授業時間外の学習《準備学習》(Assignments)

 配布した資料を読んで自分なりの考え・意見・感想などをもち、それらを基に授業中で話し会いの活性化なるための努力・協力すること。

6.
学生への要望・その他(Class Requirements)

 これまで学んできたこと・体験してきたことを基に、学校教育や学校生活についての知識を再構築してほしい。

7.
授業の計画(Course Syllabus)

【第1回】
 オリエンテーション
 本授業の目的、および授業全体の構造について明確に説明し、そのための具体的な授業の方法・取り組みなどを理解する。
【第2回】
 講義法、協同学習、問題解決学習、学び合いなど教師の教育実践の方法に関するさまざまな方法とその特徴および理論的背景について学習する。
【第3回】
 各受講者にとって「受けてみたい授業」という、学習者の視点から授業の特徴・特色を明らかにし、「子ども・生徒の心に残る授業実践」の特質、すなわちよい授業の特徴と条件について論じる。

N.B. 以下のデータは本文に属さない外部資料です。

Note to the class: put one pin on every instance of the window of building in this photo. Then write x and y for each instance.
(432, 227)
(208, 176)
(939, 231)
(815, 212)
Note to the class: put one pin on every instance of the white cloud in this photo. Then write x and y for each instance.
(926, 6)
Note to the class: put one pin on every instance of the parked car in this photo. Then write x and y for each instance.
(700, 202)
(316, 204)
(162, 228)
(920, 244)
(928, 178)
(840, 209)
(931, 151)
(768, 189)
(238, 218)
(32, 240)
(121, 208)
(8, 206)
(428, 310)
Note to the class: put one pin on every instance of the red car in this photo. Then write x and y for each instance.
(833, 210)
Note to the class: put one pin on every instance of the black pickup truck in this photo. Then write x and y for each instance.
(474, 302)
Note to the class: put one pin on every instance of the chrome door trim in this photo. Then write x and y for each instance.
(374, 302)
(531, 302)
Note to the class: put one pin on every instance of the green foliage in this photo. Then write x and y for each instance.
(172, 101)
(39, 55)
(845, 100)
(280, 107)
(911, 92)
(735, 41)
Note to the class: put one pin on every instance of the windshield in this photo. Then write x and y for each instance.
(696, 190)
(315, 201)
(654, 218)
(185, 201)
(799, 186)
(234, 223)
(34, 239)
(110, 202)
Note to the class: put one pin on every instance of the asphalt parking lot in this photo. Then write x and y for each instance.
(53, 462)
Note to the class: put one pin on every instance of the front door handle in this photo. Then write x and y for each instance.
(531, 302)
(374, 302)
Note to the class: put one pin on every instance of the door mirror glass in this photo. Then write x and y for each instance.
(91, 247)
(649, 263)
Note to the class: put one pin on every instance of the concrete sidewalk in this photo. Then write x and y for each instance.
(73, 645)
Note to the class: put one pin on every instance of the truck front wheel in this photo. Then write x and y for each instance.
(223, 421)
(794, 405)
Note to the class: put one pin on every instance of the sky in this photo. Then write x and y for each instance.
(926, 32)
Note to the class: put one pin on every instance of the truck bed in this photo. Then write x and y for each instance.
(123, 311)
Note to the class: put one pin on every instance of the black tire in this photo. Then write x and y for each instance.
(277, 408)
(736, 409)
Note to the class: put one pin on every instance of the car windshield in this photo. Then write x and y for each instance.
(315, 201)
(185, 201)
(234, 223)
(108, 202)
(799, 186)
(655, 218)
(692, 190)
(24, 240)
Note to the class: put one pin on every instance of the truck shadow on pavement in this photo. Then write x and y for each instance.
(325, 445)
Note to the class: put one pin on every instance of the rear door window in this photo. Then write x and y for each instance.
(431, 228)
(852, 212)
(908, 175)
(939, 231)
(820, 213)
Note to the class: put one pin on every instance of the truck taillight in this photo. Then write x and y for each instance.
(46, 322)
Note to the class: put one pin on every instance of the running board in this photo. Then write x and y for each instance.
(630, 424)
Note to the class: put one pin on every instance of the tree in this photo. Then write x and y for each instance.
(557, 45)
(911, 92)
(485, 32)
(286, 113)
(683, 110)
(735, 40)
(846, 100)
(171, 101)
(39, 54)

また教育技術の基本であるプレゼンテーション技能について学習する。
【第4回】
 各受講者が「授業づくり」について書いたこともとに授業過程のデザインに必要な視点を整理し、その視点の関連および全体構想を把握する。そこで教授-学習過程を通して学ぶということについて自ら新たな知識・技術・行動・思考・態度の獲得の深化を図る。
【第5回】
 教師の授業観における授業の構造と組み立てかたについて論じる。現場の具体的な授業実践の事例(教材研究)をもとに授業展開の準備に必要な要件について考察する。
【第6回】
 授業実践の事例をもとに授業展開に関する学習指導案の作成の様式と学習目標・内容・課題の設定について論じる。
【第7回】
 効果的な授業づくりのために、カルテや座席表など生徒の理解のためのデータベース作成の仕方について論じる。実践事例をもとに一人ひとりの生徒を大切するための準備と具体的な技術を考察する。
【第8回】
 生徒の学習意欲を高めるための教師のリーダーシップについて討論し、具体的に1時間の授業の流れでどのような取り組みが必要であるかを論じる。また、教師の教授技術(板書、発問、反論、説明、個人指導、小集団グループ学習設定など)について考察を深める。
【第9回】
 よりよい授業展開ができるために、日本の小・中学校と高等学校にける授業研究について論じる。実践事例・歴史的な資料をもとに1時間の授業過程を詳細に検討し、教育方法の面から考察する。
【第10回】
 授業改善のもっとも重要な取り組みとして日本型の授業分析方法の手順と技法について学習する。
【第11回】
 授業評価のあり方についての重要な視点や教師が生徒にフィードバックする手法について学ぶ。特に生徒の学習活動、復習・練習ノート、調べ学習、探究学習などについての具体的な例を基に教師の評価・フィードバックについて考察する。
【第12回】
 ある特定の教師の授業実践の音声記録やビデオ記録や文字記録をもとに具体的な場面を取り上げて、受講者が教育方法について考えたことや発見したことを発表し合い、その討論をもとに授業改善の方法(改善のノウハウ)について考察する。
【第13回】
 効果的な授業づくりの方法や授業改善の視点に照らして、授業の音声記録や文字記録をどの観点から撮るのか・見るのか・作るのか・読むのか、その価値がどこにあるのかを考察し、教育方法の研究の視点から学ぶ。
【第14回】
 世界における教育方法の課題と展望と日本の動向と挑戦を考察し、具体的な取り組みとしての日本型の授業研究の基本的姿勢と知識について学習する。
【第15回】
 現在社会における教育方法の課題について受講者自ら考え、発見した課題をお互いに実践的側面と理論的側面から検討する。そしてこれらをもとに本授業の総括と反省会と意見交換を行う。
 「注」:内容は、講義の進度や受講者の希望・状態によって、予定を変更することがあります。